= LOC100287387 =

Protein-coding gene in the species Homo sapiens

LOC100287387 is a protein that in humans is encoded by the gene LOC100287387. The function of the protein is not yet understood in the scientific community. The gene is located on the q arm of chromosome 2.

== Gene ==

Chromosome 2 of the Human Genome

The human LOC100287387 gene is located on the minus strand of the q arm of chromosome 2 at 2q37.3. It overlaps the TWIST2 gene family on the plus strand of chromosome 2. The gene is formed by three exons, with two introns near the start codon.

== mRNA ==
There are no alternative splicings of the LOC100287387 gene (isoforms).

== Protein ==

LOC100287387 is located at 2q37.3

Human LOC100287387 predicted protein modification sites from MotifScan. Diagram created using IBS1.0.3 from GPS. "CK2P", "CampP", and "PKC" are phosphorylation sites. "M" are myristoylation sites. "SUMO" is a sumoylation site.

The LOC100287387 protein is formed by a 423 amino acid peptide sequence. The molecular mass is 44.4 kdal, and the isoelectric point is 10.77. There is a G-patch domain and a short domain of unknown function within the peptide sequence. There are many predicted modification sites within the amino acid sequence including cAMP- dependent phosphorylation sites (CampP), casein kinase 2 (CK2), and protein kinase C (PKC) phosphorylation sites, O-linked beta-N-acetylglucosamine sites, and a sumoylation site.

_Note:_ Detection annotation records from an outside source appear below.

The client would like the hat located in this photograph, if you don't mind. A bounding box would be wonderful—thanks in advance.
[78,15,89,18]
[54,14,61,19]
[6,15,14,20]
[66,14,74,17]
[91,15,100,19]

The predicted secondary structure of the protein includes 8 short alpha-helices (15.6% of the protein), 14 short extended strands (12.1%), and the rest as random coils (72%).

== Expression ==
In humans, there is low expression of LOC100287387 in all tissues. Highest expression is in the skin and central nervous system tissue such as the pons, superior cervical ganglion, trigeminal ganglion, and globus pallidus. However, expression was inconsistent among patients.

== Regulation ==
The promoter region of the LOC100287387 gene contains binding sites for many transcription factors which affect transcription levels of the gene. Within the promoter region, there are three TFIIB binding sites (initiates transcription), a cysteine-serine-rich nuclear protein 1 site (an activator), a Kruppel-like zinc finger protein 219 site (repressor), a stimulating protein 1 site (activator), and many more.

== Homology ==
Orthologs to the human LOC100287387 gene are found only in mammals, and the protein sequence is not highly conserved. Conservation is highest in primates, and falls drastically among other mammals. Conservation between species is highest at the nuclear localization signal and towards the end of the coding sequence at the G Patch domain and DUF308 which indicates these are the most functionally important parts of the sequence.

Orthologs of Human LOC100287387
| Genus and species | Common name | Divergence from Homo sapiens (Million Years) | Polypeptide Length | Sequence Identity (%) |
|---|---|---|---|---|
| Homo sapiens | Human | 0 | 423 | 100 |
| Pan Paniscus | Bonobo | 6.4 | 325 | 93 |
| Nomascus leucogenys | Gibbon | 19.4 | 307 | 90 |
| Oryctalagus cuniculus | European Rabbit | 88 | 241 | 57 |
| Tursiops truncatus | Bottlenose Dolphin | 94 | 300 | 64 |
| Orcinus orca | Killer Whale | 94 | 300 | 64 |
| Delphinapterus leucas | Beluga Whale | 94 | 338 | 57 |
| Mustela putorious furo | Ferret | 94 | 303 | 57 |
| Canis lupus | Dog | 94 | 184 & 63 (No continuous reading frame) | 38 |

There are no paralogs of the human gene LOC100287387.

== Function ==
The protein contains a nuclear localization signal, and most likely acts in the nucleus. There are no confirmed protein interactions or associations to diseases.